This project aims to detect speech defects in individuals based on various acoustic and speech features. The system records or processes audio files, extracts relevant features, and uses machine learning to classify the severity of speech defects. It can handle both recorded speech and MP3 files as input and provides real-time predictions regarding the severity of speech defects.
- Speech Analysis: Includes extraction of jitter, shimmer, words per minute (WPM), pause duration, pitch variability, formants, syllable duration, and rhythm/tempo.
- Speech Defect Classification: Uses a machine learning model trained on synthetic data to classify speech defects into various categories: No Defect, Low Defect, Mild Defect, Medium Defect, High Defect, and Severe Defect.
- Model Training and Evaluation: Implements multiple machine learning models (Logistic Regression, SVM, Decision Tree, Random Forest) and evaluates them using GridSearchCV to select the best model.
- Real-Time Prediction: Allows the user to input features of their speech for real-time defect classification.
- Audio: You can either record audio directly from the microphone or provide an MP3 file for analysis.
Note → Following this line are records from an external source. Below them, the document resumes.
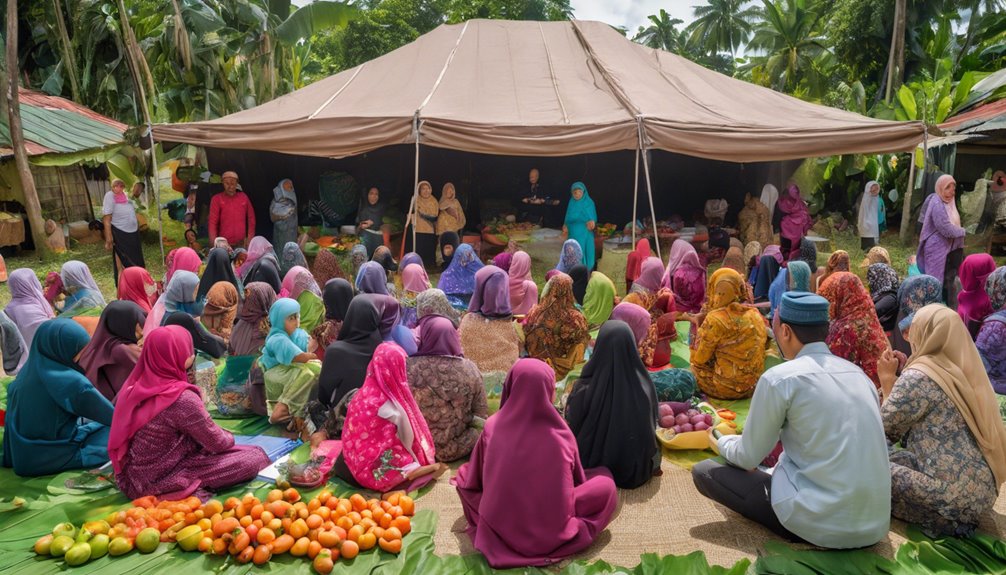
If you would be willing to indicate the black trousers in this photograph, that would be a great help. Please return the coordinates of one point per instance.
(747, 493)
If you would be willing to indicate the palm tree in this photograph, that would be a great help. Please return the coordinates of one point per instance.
(722, 25)
(662, 33)
(791, 47)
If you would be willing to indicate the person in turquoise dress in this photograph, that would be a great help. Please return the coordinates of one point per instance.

- Speech Features: The system extracts various speech features including jitter, shimmer, WPM, pause duration, pitch variability, formants, syllable duration, and rhythm/tempo.
-
Feature Analysis: The script provides detailed results about the audio file or recording:
- Jitter and shimmer values
- Words per minute (WPM)
- Total pause duration
- Transcribed text
- Repeated words
- Pitch variability
- Formant frequencies
- Average syllable duration
- Mean beat interval (Rhythm/Tempo)
-
Speech Defect Classification: Based on the extracted features, the system classifies the severity of the speech defect into one of the following categories:
- No Defect
- Low Defect
- Mild Defect
- Medium Defect
- High Defect
- Severe Defect
Jitter: 0.2032%
Shimmer: 0.5432%
Words Per Minute: 128.57
Total Pause Duration: 2.30 sec
Speech Rate: 160.28 words/min
Repeated Words: {'hello': 3, 'how': 2}
Transcribed Text: "Hello, how are you today?"
Pitch Variability (Jitter): 0.1623
Formants (F1, F2, F3): [560.0, 1500.0, 2500.0]
Average Syllable Duration: 0.1102 sec
Mean Beat Interval (Rhythm/Tempo): 0.2400 sec
The system uses a classification approach to detect speech defects. It is trained using synthetic data that simulates various levels of defects based on features like jitter, shimmer, WPM, and pause duration. The following models are evaluated:
- Logistic Regression
- Support Vector Machine (SVM)
- Decision Tree Classifier
- Random Forest Classifier
The model that performs best in terms of accuracy is used for making real-time predictions on user-provided data.
Enter Jitter (%): 1.2
Enter Shimmer (%): 1.5
Enter Words per Minute: 110
Enter Pauses Duration (sec): 3.5
Predicted Severity of Defect: Mild Defect
- Integrate more advanced speech defect detection features such as voice quality analysis.
- Improve the classification model with more real-world data.
- Implement a web interface for real-time interaction and analysis.
This project is licensed under the MIT License - see the LICENSE file for details.
Thank you for using this Speech Defect Detection System!